By Kiana Wilburg
Guyana’s microfinance sector, although small, has played a significant role in improving the living standards of those who have access to its services. Over the years, it has also shown that it can provide investment opportunities for the working poor, who have conventionally been incapable of access to the formal financial market.
Micro-financing refers to the activity of providing a broad range of financial services to low-income clients who lack access to the formal financial institutions. These financial services include very small loans (microcredit), savings, insurance and payment services. Access to credit is seen as an important step in improving a household’s welfare; hence, it helps in breaking the cycle of poverty on their own terms.
Based on its performance, which is monitored by the Bank of Guyana, the sector continues to prove that it has great potential to reduce poverty in Guyana.
PERFORMANCE FOR 2014
As of June 2014, there were two entities in the microfinance sector: The Institute of Private Enterprise Development (IPED) and Small Business Development Finance Trust (SBDFT).
IPED happens to be oldest and the largest micro-financing institution in Guyana. It is registered as a non-profit limited liability company and is exempt from corporation tax. All donations to this company are exempt from income tax. IPED, according to the Governor of the Bank of Guyana, Dr. Gobind Ganga, is the only microfinance institution in Guyana which covers all of the country’s administrative regions.
Dr. Ganga said that SBDFT was launched in November 2002, with locally generated funds of about $12 million, which were then supplemented by support from the government of Guyana, Canada, United Kingdom, and a loan from one of the commercial banks.
He said that SBDFT is a tax-exempt non-profit institution. SBDFT provides four types of loans: micro, developmental, consumer, and housing. Micro and consumer loans are payable in six months and developmental and housing loans, within two years.
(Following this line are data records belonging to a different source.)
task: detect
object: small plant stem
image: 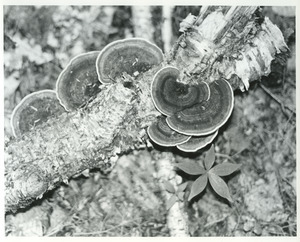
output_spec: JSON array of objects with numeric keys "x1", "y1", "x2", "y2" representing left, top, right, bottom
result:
[
  {"x1": 259, "y1": 83, "x2": 295, "y2": 116},
  {"x1": 215, "y1": 153, "x2": 235, "y2": 162}
]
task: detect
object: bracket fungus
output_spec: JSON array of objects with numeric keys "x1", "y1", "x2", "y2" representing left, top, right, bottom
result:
[
  {"x1": 96, "y1": 38, "x2": 164, "y2": 84},
  {"x1": 147, "y1": 116, "x2": 191, "y2": 147},
  {"x1": 166, "y1": 79, "x2": 234, "y2": 136},
  {"x1": 56, "y1": 51, "x2": 101, "y2": 111},
  {"x1": 151, "y1": 66, "x2": 210, "y2": 116},
  {"x1": 177, "y1": 131, "x2": 218, "y2": 152},
  {"x1": 10, "y1": 90, "x2": 65, "y2": 138}
]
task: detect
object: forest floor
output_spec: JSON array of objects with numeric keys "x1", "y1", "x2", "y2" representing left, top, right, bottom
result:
[{"x1": 3, "y1": 6, "x2": 296, "y2": 236}]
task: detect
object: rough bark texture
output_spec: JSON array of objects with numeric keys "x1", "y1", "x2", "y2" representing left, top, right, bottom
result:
[{"x1": 5, "y1": 6, "x2": 288, "y2": 213}]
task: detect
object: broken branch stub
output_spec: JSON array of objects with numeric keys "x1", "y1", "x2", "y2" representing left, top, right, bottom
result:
[
  {"x1": 172, "y1": 7, "x2": 288, "y2": 91},
  {"x1": 56, "y1": 51, "x2": 101, "y2": 111},
  {"x1": 10, "y1": 90, "x2": 65, "y2": 138},
  {"x1": 96, "y1": 38, "x2": 164, "y2": 84},
  {"x1": 167, "y1": 79, "x2": 234, "y2": 136}
]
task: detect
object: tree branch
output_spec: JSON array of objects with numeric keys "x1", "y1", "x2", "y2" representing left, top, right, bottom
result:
[{"x1": 5, "y1": 6, "x2": 288, "y2": 213}]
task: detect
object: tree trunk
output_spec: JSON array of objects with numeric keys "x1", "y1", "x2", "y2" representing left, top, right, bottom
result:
[
  {"x1": 132, "y1": 6, "x2": 155, "y2": 42},
  {"x1": 5, "y1": 6, "x2": 288, "y2": 213}
]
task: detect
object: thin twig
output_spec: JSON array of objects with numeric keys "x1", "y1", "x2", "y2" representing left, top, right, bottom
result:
[
  {"x1": 215, "y1": 153, "x2": 236, "y2": 162},
  {"x1": 204, "y1": 215, "x2": 229, "y2": 228},
  {"x1": 259, "y1": 84, "x2": 295, "y2": 115}
]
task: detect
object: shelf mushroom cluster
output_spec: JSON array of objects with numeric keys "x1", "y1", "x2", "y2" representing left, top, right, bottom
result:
[
  {"x1": 148, "y1": 66, "x2": 234, "y2": 152},
  {"x1": 10, "y1": 38, "x2": 164, "y2": 138},
  {"x1": 10, "y1": 37, "x2": 233, "y2": 153}
]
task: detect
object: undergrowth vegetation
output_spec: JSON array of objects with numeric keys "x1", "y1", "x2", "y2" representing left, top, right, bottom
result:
[{"x1": 4, "y1": 6, "x2": 296, "y2": 236}]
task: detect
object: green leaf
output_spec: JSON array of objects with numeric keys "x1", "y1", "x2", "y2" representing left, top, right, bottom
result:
[
  {"x1": 188, "y1": 174, "x2": 208, "y2": 201},
  {"x1": 204, "y1": 144, "x2": 215, "y2": 170},
  {"x1": 208, "y1": 172, "x2": 233, "y2": 202},
  {"x1": 177, "y1": 182, "x2": 188, "y2": 192},
  {"x1": 164, "y1": 180, "x2": 175, "y2": 194},
  {"x1": 177, "y1": 191, "x2": 185, "y2": 201},
  {"x1": 210, "y1": 163, "x2": 241, "y2": 176},
  {"x1": 175, "y1": 162, "x2": 206, "y2": 175},
  {"x1": 166, "y1": 194, "x2": 177, "y2": 210}
]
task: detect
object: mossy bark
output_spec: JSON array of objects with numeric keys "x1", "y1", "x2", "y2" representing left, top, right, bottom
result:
[{"x1": 5, "y1": 6, "x2": 288, "y2": 213}]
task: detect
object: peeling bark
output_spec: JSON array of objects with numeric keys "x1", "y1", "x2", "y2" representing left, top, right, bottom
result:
[{"x1": 5, "y1": 6, "x2": 288, "y2": 213}]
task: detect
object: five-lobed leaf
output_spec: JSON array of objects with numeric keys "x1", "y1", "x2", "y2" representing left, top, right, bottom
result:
[
  {"x1": 208, "y1": 172, "x2": 233, "y2": 202},
  {"x1": 204, "y1": 144, "x2": 215, "y2": 170},
  {"x1": 175, "y1": 162, "x2": 206, "y2": 175},
  {"x1": 188, "y1": 174, "x2": 208, "y2": 201},
  {"x1": 210, "y1": 163, "x2": 242, "y2": 176},
  {"x1": 174, "y1": 144, "x2": 241, "y2": 204}
]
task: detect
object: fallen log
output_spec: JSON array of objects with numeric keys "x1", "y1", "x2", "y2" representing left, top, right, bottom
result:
[{"x1": 5, "y1": 6, "x2": 288, "y2": 213}]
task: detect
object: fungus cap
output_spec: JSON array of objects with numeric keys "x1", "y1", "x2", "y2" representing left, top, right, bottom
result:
[
  {"x1": 147, "y1": 116, "x2": 191, "y2": 147},
  {"x1": 96, "y1": 38, "x2": 164, "y2": 84},
  {"x1": 166, "y1": 79, "x2": 234, "y2": 136},
  {"x1": 177, "y1": 131, "x2": 218, "y2": 152},
  {"x1": 151, "y1": 66, "x2": 210, "y2": 116},
  {"x1": 10, "y1": 90, "x2": 65, "y2": 138},
  {"x1": 56, "y1": 51, "x2": 101, "y2": 111}
]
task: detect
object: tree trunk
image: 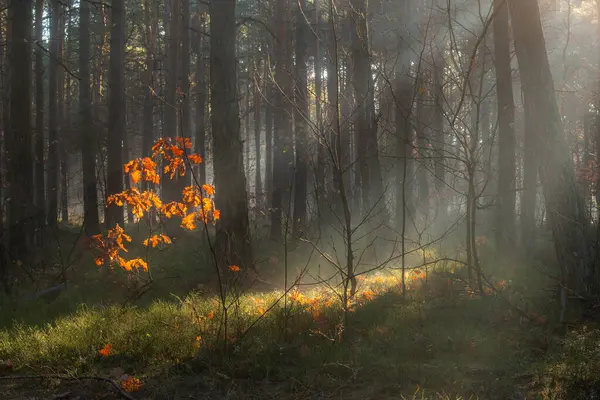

The Central Bank Governor said that the security required for the micro and consumer loans are mostly moveable tangible assets. In the case of the developmental and housing loans, securities that are required are transports and land titles.
According to the Central Bank, the total assets held by the two microfinance institutes amounted to $3,926 million as at the end of June 2014, a 9.3% ($401million) decline from the end of June 2013 level and 2.7% ($108 million) below the end of June 2012 level of $4,034 million. It is projected, however, to improve significantly.
Loans, which represented the largest asset category, accounted for 77.3% of the sector’s total assets at the end of June 2014. The companies reported aggregate loans of $3,036million, a 13.2% ($354 million) increase when compared with the corresponding period in the previous year.
The Bank of Guyana said that the portfolios of the institutions consisted mainly of microcredit and loans to Small and Medium-sized Enterprises (SMEs), which together accounted for 99.6% of total loans.
It said too that loans to the SMEs totaled $2,644 million, and accounted for 87.1% of the sector’s aggregate loan portfolio, resulting in a 15.1% ($347 million) increase for the same period last year and 2.1% ($53 million) below the June 2012 level.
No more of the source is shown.